La plus grande menace à notre sécurité collective et individuelle

En réaction à l’éditorial «La part de Trump» du journaliste Jean-François Cliche paru le 31 octobre dans Le Soleil

Simplement pour partager mon intérêt et accord total avec votre éditorial. Il a été ma responsabilité dans les 40 dernières années d’observer, d’analyser et de prévenir les gouvernements canadiens et québécois sur la montée de menaces envers notre société.

Je peux dire que cette menace constante et incidueuse des discours démagos bien souvent faux, voire carrément des mensonges, des «agitateurs de radio», représente pour moi la plus grande menace à laquelle nous avons été confrontés en tant que société dans son ensemble. C’est le tissu social qui est attaqué. Même les assauts sournois des sympathisants islamiques radicaux ne nous menaçaient pas autant, car leur idéologie est trop loin de nous et ne prendra jamais racine. Donc, elle est destinée à mourir de sa belle mort.

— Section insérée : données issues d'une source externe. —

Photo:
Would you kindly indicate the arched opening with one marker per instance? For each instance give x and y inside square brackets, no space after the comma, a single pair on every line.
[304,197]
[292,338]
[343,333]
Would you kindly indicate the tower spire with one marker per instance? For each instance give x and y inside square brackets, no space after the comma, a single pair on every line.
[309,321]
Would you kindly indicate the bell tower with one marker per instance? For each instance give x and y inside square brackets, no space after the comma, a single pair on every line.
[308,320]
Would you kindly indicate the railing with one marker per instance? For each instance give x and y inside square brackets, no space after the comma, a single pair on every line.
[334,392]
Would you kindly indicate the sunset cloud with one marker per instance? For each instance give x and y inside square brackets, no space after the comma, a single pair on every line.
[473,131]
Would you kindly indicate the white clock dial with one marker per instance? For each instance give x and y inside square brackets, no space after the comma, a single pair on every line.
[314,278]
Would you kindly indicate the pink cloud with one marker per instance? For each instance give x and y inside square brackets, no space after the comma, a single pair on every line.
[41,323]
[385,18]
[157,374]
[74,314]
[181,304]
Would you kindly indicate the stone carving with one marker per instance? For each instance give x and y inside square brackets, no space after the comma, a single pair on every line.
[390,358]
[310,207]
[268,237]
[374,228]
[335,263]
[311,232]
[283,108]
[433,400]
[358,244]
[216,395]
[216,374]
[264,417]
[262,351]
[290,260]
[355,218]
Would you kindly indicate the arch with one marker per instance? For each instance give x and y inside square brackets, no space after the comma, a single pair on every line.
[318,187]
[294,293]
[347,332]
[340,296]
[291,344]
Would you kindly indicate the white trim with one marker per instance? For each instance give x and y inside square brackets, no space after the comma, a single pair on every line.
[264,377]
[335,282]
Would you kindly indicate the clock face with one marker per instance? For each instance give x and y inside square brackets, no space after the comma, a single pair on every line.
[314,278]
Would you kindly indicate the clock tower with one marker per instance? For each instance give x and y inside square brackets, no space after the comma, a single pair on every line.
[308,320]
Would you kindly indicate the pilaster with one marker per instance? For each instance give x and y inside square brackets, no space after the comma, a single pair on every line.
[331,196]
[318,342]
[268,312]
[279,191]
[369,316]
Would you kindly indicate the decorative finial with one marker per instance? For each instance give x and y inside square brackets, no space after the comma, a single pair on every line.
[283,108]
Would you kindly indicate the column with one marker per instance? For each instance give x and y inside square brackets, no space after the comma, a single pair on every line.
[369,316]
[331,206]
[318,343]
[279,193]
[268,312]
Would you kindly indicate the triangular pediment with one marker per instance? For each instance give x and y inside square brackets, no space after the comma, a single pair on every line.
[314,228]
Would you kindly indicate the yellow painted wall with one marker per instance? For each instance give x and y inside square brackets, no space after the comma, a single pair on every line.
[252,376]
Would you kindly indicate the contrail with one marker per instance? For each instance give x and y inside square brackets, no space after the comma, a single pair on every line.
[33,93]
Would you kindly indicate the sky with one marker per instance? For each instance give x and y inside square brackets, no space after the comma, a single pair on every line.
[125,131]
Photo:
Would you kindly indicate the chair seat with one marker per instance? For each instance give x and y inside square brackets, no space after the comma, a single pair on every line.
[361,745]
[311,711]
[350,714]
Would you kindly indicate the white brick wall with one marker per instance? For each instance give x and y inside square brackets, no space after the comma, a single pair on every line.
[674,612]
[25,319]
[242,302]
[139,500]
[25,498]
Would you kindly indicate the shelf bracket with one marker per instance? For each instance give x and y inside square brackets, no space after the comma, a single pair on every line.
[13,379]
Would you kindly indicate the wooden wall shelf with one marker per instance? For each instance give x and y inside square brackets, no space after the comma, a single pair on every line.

Toutefois, lorsque l’on apprend que la Sûreté du Québec estime à 150 000 le nombre d’adhérents aux groupes de la droite identitaire, que ces groupes sont plus d’une quinzaine à opérer ouvertement, que prêt de 85 % d’entre-eux se retrouvent dans la région de Québec, que Québec a subi l’attaque de la Mosquée et que, au lieu de voir une diminution des incidents à caractère raciste ou haineux, la police de Québec a enregistré une hausse de ce type d’incidents, que le Centre de prévention de la radicalisation de Montréal reçoit 20 % de ses appels en provenance de Québec et que presque 100 % sont des préoccupations touchant l’extrême droite. 

Alors oui, on peut associer le langage des radios poubelles à un risque à notre sécurité collective et individuelle.

À cet effet, les politiciens ont des responsabilités. Et bien que plusieurs s’en lavent les mains de peur de devenir les victimes du bullying, ou du harcèlement dont ils pourraient être victimes, il en demeure que c’est une dénonciation constante et continue qui peut arriver à bout de ces promoteurs de la peur et de la haine.